In many cases, those in charge of China tech policy have made decisions without involving offices that historically have played a role. Restrictions imposed in May on sales of chip design software to China — which have since been reversed — were part of a raft of Commerce Department measures that came as a surprise to many within the administration, Bloomberg has reported.

The decision on H20 chips was also tightly held, people familiar with the matter said. Other actions that have been under consideration for months — including sanctions on Chinese chip giants and an effort to slap curbs on Chinese tech subsidiaries — have been delayed as officials pursue a trade deal. 

But Trump is also known for reversing course on China often and sometimes quickly after taking a position — as was the case when he fulfilled Xi’s personal request to lift sanctions on Chinese telecom giant ZTE Corp. in 2018. 

He’s also susceptible to criticism of his approach, which might indicate Trump could change his tone yet again.

“President Trump is set on a China deal, but it may be short-lived,” said Derek Scissors, a China expert at the American Enterprise Institute. “The US trade deficit is well higher to date this year and the new budget will boost demand for imports in the fourth quarter.

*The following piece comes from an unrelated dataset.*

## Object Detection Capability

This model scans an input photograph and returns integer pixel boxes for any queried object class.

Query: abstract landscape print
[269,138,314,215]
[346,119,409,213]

If a record 2025 trade deficit gets reported, all bets are off, including with China.”

Beijing has made no secret it believes it has the upper hand. In London, US officials were taken aback by their Chinese counterparts’ gloating over the position they find themselves in, people familiar with the exchange said. 

The Asian country’s leverage stems from its grip on rare earth magnets and its ability to weaponize America’s dependence on those supplies. China now requires companies to hand over sensitive data and reapply for rare-earth export licenses every six months.